Lumbar: A hernia of the flank or back that often involves the iliac crest bone as one of the borders of the hernia defect. This hernia often requires the use of advanced techniques to minimize recurrence. Bone anchors are commonly placed into the iliac crest to anchor the mesh at that location to allow strong mesh fixation to avoid recurrences.
Sportsman’s: Prevalent in athletes, Sportsman’s hernia is associated with significant pain in the inguinal region that follows overuse of the lower abdominal and upper thigh muscles. This is a controversial hernia since in most cases a true hernia defect does not exist. Most of these cases of pain are believed to most likely result from a chronic groin strain or injury. A Sport’s Medicine Orthopedic Surgeon may also be involved in the evaluation of this problem. Treatment involves a trial of restricted activity, physical therapy and anti-inflammatory medications to eradicate the pain. If a long trial of treatment is not successful then surgery may be considered.

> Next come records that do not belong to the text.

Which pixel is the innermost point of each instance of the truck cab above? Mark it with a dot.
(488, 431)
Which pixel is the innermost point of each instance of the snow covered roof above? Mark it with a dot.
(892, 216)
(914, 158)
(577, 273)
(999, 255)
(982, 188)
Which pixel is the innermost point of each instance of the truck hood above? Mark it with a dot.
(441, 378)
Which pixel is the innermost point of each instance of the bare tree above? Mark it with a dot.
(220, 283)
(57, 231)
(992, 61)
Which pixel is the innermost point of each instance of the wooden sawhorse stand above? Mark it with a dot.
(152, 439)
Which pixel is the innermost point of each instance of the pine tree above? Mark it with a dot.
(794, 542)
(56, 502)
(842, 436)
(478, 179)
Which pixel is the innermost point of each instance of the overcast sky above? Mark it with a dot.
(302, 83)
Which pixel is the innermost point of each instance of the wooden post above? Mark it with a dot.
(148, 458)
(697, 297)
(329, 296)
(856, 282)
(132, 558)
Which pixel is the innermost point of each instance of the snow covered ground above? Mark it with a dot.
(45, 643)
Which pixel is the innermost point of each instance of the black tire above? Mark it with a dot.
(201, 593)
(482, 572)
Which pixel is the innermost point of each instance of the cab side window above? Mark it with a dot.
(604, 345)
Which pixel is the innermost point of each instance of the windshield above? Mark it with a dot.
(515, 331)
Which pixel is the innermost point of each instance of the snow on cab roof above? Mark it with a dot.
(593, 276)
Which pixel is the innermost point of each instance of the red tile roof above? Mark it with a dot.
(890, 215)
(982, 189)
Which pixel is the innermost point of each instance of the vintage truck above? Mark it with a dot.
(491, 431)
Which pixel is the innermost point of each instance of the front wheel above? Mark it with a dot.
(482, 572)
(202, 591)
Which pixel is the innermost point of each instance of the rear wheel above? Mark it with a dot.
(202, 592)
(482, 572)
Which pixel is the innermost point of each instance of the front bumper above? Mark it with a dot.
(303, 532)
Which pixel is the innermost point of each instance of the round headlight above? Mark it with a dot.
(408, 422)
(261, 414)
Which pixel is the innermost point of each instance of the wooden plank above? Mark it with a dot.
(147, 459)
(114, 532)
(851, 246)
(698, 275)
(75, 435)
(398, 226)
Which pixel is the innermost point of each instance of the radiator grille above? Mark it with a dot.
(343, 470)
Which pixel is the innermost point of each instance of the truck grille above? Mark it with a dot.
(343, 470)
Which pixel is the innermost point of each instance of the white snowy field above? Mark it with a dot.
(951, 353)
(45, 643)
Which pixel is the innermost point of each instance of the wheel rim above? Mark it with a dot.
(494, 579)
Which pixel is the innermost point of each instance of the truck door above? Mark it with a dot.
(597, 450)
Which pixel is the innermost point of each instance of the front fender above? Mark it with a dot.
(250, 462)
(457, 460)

Diaphragmatic hernias: Occur through the diaphragm muscle separating the chest cavity from the abdominal cavity.
Hiatal: A hernia that occurs through the esophageal hiatus of the diaphragm. Organs from the abdomen enter through the hiatus into the chest cavity. There are four types of hiatal hernia: (1) Sliding, (2) Paraesophageal, (3) Combined sliding and paraesophageal, and (4) a hiatal hernia that involves the stomach and other organs of the abdominal cavity that has herniated into the thoracic cavity.
Hiatal hernia types 2-4 usually require repair since they can be very symptomatic. Some of the symptoms include difficulty swallowing food (dysphagia), substernal chest pain, weight loss, nausea, vomiting, early satiety, exacerbation of asthma, and aspiration pneumonia. Anemia from ulcer formation can occur and result in acute or chronic blood loss. One can present emergently with bleeding, incarceration, strangulation, and/or volvulus of the stomach within the chest. The majority of these hernias are repaired using a laparoscopic or robotic transabdominal approach. Learn more about Hiatal Hernias.
Congenital diaphragmatic hernias: Morgagni or Bochdalek: Failure of diaphragm fibers to fuse together during fetal development resulting in a hole in the diaphragm. Organs from the abdominal cavity can pass through the hole in the diaphragm and enter the chest cavity. These hernias are often repaired using a laparoscopic approach.